Named Entity Extraction in OpenNLP
Named Entity Extraction Example in openNLP – In this openNLP tutorial, we shall try entity extraction from a sentence using openNLP pre-built models, that were already trained to find the named entity.
What is Named Entity Recognition/Extraction (NER)?
Named Entity Recognition is a task of finding the named entities that could possibly belong to categories like persons, organizations, dates, percentages, etc., and categorize the identified entity to one of these categories.
How Named Entity Extraction is done in OpenNLP?
In OpenNLP, Named Entity Extraction is done using statistical models, i.e., machine learning techniques. Coming to specifics, Maxent modeling is used. To get an intuition on how Maxent modeling works, refer to the motivating example of Maxent modeling.
Example 1 – Named Entity Extraction Example in OpenNLP
The following example, NameFinderExample.java shows how to use NameFinderME class to extract named entities, person and place.
NameFinderExample.java
import java.io.FileInputStream;
import java.io.IOException;
import java.io.InputStream;
import opennlp.tools.namefind.NameFinderME;
import opennlp.tools.namefind.TokenNameFinderModel;
import opennlp.tools.util.Span;
/**
* This class demonstrates how to use NameFinderME class to do Named Entity Recognition/Extraction tasks.

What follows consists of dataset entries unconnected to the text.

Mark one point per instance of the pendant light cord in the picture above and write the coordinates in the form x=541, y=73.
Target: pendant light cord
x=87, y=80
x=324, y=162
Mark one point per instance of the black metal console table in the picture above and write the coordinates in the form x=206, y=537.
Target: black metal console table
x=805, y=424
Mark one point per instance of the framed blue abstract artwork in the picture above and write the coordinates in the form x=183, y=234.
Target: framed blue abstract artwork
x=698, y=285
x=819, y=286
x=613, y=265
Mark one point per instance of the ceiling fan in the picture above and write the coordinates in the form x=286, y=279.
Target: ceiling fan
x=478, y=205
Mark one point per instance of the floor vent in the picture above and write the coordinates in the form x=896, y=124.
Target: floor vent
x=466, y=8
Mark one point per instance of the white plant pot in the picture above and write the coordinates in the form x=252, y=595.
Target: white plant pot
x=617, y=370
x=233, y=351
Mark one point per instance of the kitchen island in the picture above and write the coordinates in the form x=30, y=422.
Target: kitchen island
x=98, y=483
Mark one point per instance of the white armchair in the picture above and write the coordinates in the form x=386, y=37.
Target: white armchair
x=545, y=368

* @author tutorialkart.com
*/
public class NameFinderExample {
public static void main(String[] args) {
// find person name
try {
System.out.println("-------Finding entities belonging to category : person name------");
new NameFinderExample().findName();
System.out.println();
} catch (IOException e) {
e.printStackTrace();
}
// find place
try {
System.out.println("-------Finding entities belonging to category : place name------");
new NameFinderExample().findLocation();
System.out.println();
} catch (IOException e) {
e.printStackTrace();
}
}
/**
* method to find locations in the sentence
* @throws IOException
*/
public void findName() throws IOException {
InputStream is = new FileInputStream("en-ner-person.bin");
// load the model from file
TokenNameFinderModel model = new TokenNameFinderModel(is);
is.close();
// feed the model to name finder class
NameFinderME nameFinder = new NameFinderME(model);
// input string array
String[] sentence = new String[]{
"John",
"Smith",
"is",
"standing",
"next",
"to",
"bus",
"stop",
"and",
"waiting",
"for",
"Mike",
"."
};
Span nameSpans[] = nameFinder.find(sentence);
// nameSpans contain all the possible entities detected
for(Span s: nameSpans){
System.out.print(s.toString());
System.out.print(" : ");
// s.getStart() : contains the start index of possible name in the input string array
// s.getEnd() : contains the end index of the possible name in the input string array
for(int index=s.getStart();index<s.getEnd();index++){
System.out.print(sentence[index]+" ");
}
System.out.println();
}
}
/**
* method to find locations in the sentence
* @throws IOException
*/
public void findLocation() throws IOException {
InputStream is = new FileInputStream("en-ner-location.bin");
// load the model from file
TokenNameFinderModel model = new TokenNameFinderModel(is);
is.close();
// feed the model to name finder class
NameFinderME nameFinder = new NameFinderME(model);
// input string array
String[] sentence = new String[]{
"John",
"Smith",
"is",
"from",
"Atlanta",
"."
};
Span nameSpans[] = nameFinder.find(sentence);
// nameSpans contain all the possible entities detected
for(Span s: nameSpans){
System.out.print(s.toString());
System.out.print(" : ");
// s.getStart() : contains the start index of possible name in the input string array
// s.getEnd() : contains the end index of the possible name in the input string array
for(int index=s.getStart();index<s.getEnd();index++){
System.out.print(sentence[index]+" ");
}
System.out.println();
}
}
}
When the example program, NameFinderExample.java is run, the output to console is as shown in the following.
Output
-------Finding entities belonging to category : person name------
[0..2) person : John Smith
[11..12) person : Mike
-------Finding entities belonging to category : place name------
[4..5) location : Atlanta
The project structure and the model file location, etc., is shown below:
Model File
The model files en-ner-person.bin, en-ner-person.bin and other ner models are available at http://opennlp.sourceforge.net/models-1.5/. Stay updated regarding latest releases of openNLP or model files, at https://opennlp.apache.org/download.html
Conclusion
In this OpenNLP Tutorial, we have seen how to use Named Entity Extraction API of OpenNLP to extract named entities from a paragraph or sentence.